Cochrane has been into fashion since he was growing up in the ‘90s rocking Grant Hill Filas and Bugle Boy. His mother, father, and older sister always made sure he was well dressed. Eventually, that led him to dabbling in Photoshop and making beats in FL Studio to flex his creative muscles. By high school, he was the “Photoshop guy” in his class and even designed the class T-shirts. He won “best dressed” rocking clothes from some of the most popular brands in New York’s streetwear scene at the time, like PegLeg and Orchard Street, when nobody else in his school was doing it.

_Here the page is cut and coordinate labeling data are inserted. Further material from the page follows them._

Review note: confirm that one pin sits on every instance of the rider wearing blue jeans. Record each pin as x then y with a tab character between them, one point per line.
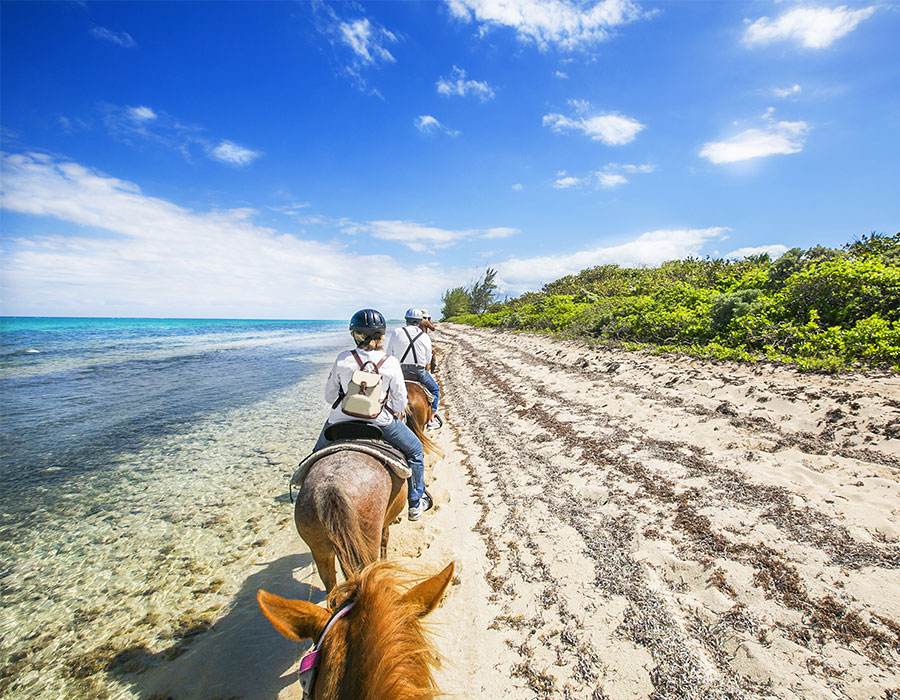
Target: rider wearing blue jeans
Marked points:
411	345
367	328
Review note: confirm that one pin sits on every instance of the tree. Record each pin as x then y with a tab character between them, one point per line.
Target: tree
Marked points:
456	302
481	293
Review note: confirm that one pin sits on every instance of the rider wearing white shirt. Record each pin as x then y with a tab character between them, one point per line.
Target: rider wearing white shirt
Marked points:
411	345
367	328
393	385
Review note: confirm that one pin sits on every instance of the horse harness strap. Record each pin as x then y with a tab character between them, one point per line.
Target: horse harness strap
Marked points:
412	345
309	664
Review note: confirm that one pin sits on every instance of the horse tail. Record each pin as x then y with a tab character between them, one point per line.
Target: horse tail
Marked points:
340	521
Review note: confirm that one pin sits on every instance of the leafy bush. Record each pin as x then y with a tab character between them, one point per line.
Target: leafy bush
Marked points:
822	309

After graduating high school in Connecticut, he would move back to New Jersey and begin interning in showrooms that stocked brands of the moment, like Play Cloths and LRG, in the early 2010s. The name Bloomfield. Works is actually a nod to the two towns he grew up in, Bloomfield, New Jersey and Bloomfield, Connecticut. Cochrane continued to gain more expertise and experience in the streetwear world until eventually he decided it was time to translate his ideas and folders full of T-shirt mockups he was using to assist other designers into a brand of his own during the pandemic.
“At a certain point you’re like, ‘Oh, I really should be doing this for myself.’ You go from this pay-for-hire designer to at some point realizing your sensibilities should be represented,” he says.
While Bloomfield.Works is still young, Cochrane has a clear vision for the future. He eventually wants to make cut and sew pieces so he can provide a larger array of items to customers outside of T-shirts and hoodies. He also hopes to continue to honor and tell the story of legendary musicians and eventually work with some of their estates on official collaborative releases. He hints that other future capsules will nod to iconic sports moments, similar to his Black Friday 2020 drop that remembered the storied rivalry between the New York Knicks and Michael Jordan’s Chicago Bulls in the ‘90s, and says he would love to even work with the Brooklyn Nets (his favorite team). But above all, Cochrane says he wants to just keep finding ways to honor historic Black artists.
“There’s such a huge appetite for a lot of these artists now. A lot of younger creatives have this appetite for jazz and mid-century music. I would just love to be able to partner with those estates and build up that appetite for their storytelling and music through the medium of apparel,” he says. “I'm really down for anything as long as it makes sense and doesn't feel compromised.”